In this example, the ClimateR-catalog (CRC), developed by Mike Johnson [Johnson, 2023] is used to discover a gridded dataset of interest. The CRC encompasses a wealth of data sources and the metadata required to simplify the process of grid-to-polygon area weighted intersections. The CRC here uses a json catalog uses a schema with common metadata for geospatial analysis. In the example presented here we use monthly water evaporation amount from the dataset TerraClimate [Abatzoglou et al., 2018].

Geo Data Processing Tools (gdptools)#

gdptools is a python package for calculating area-weighted statistics of grid-to-polygon. grid-to-line, and polygon-to-polygon interpolations. gdptools utilizes metadata from the OPeNDAP catalog to aid generalizing gdptools processing capabilities. There are also methods for calculating area-weighted statistics for any gridded dataset that can be opened by xarray, however some of the metadata encapsulated in the json entries will have to be added by the user.

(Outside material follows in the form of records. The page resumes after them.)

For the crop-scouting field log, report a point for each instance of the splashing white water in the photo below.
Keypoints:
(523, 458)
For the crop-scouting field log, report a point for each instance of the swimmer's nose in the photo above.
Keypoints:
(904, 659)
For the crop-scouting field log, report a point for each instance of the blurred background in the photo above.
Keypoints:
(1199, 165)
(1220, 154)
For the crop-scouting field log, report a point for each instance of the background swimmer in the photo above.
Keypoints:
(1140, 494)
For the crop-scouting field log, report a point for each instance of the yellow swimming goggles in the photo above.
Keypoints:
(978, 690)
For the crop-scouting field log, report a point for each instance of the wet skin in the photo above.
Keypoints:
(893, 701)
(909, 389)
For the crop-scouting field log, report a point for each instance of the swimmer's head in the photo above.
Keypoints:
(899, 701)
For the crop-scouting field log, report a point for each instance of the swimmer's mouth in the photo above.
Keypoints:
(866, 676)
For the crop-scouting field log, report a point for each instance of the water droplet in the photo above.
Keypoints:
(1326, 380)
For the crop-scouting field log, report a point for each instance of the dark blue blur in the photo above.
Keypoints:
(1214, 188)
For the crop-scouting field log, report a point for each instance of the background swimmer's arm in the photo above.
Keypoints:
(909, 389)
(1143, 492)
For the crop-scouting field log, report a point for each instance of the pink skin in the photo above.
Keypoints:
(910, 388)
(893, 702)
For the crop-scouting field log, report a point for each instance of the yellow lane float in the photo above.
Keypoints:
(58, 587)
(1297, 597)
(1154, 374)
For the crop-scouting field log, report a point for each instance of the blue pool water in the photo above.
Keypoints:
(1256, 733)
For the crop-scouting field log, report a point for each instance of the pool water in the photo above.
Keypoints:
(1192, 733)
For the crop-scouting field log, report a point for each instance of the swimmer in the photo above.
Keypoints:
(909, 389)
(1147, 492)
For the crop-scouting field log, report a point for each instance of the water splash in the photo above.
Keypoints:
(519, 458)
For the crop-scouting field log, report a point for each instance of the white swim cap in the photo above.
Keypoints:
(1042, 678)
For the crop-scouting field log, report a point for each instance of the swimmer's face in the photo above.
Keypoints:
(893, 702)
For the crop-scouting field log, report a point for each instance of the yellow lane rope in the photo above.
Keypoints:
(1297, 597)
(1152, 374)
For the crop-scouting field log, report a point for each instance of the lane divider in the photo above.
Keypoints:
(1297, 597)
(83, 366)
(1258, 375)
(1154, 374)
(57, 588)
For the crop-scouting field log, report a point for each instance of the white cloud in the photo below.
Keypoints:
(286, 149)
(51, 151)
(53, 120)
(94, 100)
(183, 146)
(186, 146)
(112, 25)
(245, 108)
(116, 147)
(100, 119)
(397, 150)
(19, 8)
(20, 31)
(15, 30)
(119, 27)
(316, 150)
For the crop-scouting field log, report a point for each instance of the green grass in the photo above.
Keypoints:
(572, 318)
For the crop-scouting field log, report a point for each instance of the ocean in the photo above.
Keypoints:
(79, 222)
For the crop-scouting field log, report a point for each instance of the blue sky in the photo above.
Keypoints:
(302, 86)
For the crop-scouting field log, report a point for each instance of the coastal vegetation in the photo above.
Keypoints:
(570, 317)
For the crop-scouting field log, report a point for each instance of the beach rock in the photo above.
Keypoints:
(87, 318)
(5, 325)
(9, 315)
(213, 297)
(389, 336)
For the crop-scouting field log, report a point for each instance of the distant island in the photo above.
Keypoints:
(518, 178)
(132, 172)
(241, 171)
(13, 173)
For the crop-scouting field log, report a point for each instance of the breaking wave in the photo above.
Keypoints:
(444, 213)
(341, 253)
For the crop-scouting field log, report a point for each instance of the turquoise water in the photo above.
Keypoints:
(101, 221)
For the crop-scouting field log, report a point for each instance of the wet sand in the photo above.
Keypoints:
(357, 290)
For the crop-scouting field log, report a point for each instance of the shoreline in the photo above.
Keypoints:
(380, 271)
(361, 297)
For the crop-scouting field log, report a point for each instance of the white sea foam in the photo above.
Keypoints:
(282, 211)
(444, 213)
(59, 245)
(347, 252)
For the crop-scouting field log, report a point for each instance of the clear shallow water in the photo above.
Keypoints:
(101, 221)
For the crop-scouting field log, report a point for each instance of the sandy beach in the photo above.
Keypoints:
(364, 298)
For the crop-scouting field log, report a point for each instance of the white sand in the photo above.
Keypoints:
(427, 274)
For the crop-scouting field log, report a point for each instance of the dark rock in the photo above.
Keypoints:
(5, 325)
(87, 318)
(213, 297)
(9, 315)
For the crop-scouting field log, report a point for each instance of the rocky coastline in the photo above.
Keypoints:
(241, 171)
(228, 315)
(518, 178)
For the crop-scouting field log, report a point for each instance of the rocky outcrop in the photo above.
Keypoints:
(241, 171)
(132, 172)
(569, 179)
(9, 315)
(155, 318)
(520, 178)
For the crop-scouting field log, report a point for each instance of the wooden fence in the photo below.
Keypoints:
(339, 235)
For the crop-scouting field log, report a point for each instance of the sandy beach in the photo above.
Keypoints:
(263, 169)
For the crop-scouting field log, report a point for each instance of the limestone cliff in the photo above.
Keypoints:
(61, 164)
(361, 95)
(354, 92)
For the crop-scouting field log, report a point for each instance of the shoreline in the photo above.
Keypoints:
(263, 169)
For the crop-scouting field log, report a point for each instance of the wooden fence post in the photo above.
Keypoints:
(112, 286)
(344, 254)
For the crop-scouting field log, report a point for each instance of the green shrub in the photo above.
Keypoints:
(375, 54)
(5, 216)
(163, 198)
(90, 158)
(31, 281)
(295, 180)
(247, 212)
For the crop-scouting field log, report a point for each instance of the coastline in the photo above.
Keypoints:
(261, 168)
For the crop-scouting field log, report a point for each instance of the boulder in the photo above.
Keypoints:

Examples can be found in Non-Catalog Examples.

Open Source Python Tools#

  • xarray: Package to work with labelled multi-dimensional arrays.

  • geopandas: Package to work with geospatial data.

Data#

  • gridMET: A dataset of daily high-spatial resolution (~4-km, 1/24th degree) surface meteorological data covering the contiguous US from 1979-yesterday.

  • NHDPlus_V2: National Hydrography Dataset Plus Version 2, a selection of flowline geometries from HUC 0708

Maintenance Schedule#

  • The intent of this notebook is simply a demonstration of an application or workflow. As we progress in the build-out of NGHF project tools, this notebook may be updated or replaced. There is no other planned maintenance at this time.

Description#

This workflow demonstrates the grid to line interpoltion functionality from the gdptools package. The purpose of this tool is to attribute gridded data to line geometries. This is done by interpolating points along each line geometry and extracting the underlaying gridded data values at those points. From this point values, statistics are calculated and attributed to the original input lines.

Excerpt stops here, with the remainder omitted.